10. Legal or contractual regulations for the provision of personal data and possible consequences of failure to provide such data

We hereby point out that in certain cases (e.g. tax regulations) the provision of personal data is prescribed by law or may result from contractual

(e.g. information on the contractual partner). For example, for a contract to be concluded, it may be necessary for the person/contractual partner concerned to make his/her personal data available so that we can process his/her request (e.g. order) at all. There is an obligation to provide personal data, especially when concluding contracts. If in this case no personal data are provided, the contract cannot be concluded with the person concerned. Before the data subject provides personal data, the data subject may contact our data protection officer or the data controller.

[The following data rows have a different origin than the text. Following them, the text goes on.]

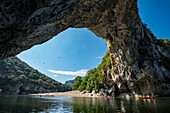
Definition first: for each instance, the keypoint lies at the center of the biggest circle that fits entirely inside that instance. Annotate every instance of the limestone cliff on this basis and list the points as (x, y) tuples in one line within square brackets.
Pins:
[(16, 77), (134, 51)]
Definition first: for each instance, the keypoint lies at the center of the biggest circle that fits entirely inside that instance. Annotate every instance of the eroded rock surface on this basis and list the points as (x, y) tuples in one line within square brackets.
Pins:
[(137, 60)]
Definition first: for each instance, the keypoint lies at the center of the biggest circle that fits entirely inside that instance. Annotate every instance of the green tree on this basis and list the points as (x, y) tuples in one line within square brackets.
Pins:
[(77, 83)]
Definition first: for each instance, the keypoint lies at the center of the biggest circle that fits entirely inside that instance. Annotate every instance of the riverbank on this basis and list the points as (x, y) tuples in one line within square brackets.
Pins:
[(68, 93)]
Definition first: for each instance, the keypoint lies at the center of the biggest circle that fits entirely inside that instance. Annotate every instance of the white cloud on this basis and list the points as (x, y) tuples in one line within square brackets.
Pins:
[(81, 73)]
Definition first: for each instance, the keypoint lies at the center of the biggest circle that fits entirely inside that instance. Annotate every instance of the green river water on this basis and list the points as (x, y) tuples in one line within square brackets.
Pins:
[(32, 104)]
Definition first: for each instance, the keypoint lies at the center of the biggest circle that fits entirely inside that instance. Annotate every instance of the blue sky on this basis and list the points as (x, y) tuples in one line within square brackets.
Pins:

The data protection officer or the controller shall then inform the data subject whether the provision of the personal data required is required by law or by contract or is necessary for the conclusion of the contract and whether the data subject's concerns give rise to an obligation to provide the personal data or what consequences the failure to provide the data requested will have for the data subject.

11. Existence of automated decision making

As a responsible company, we do without automatic decision-making or profiling in our business relationships.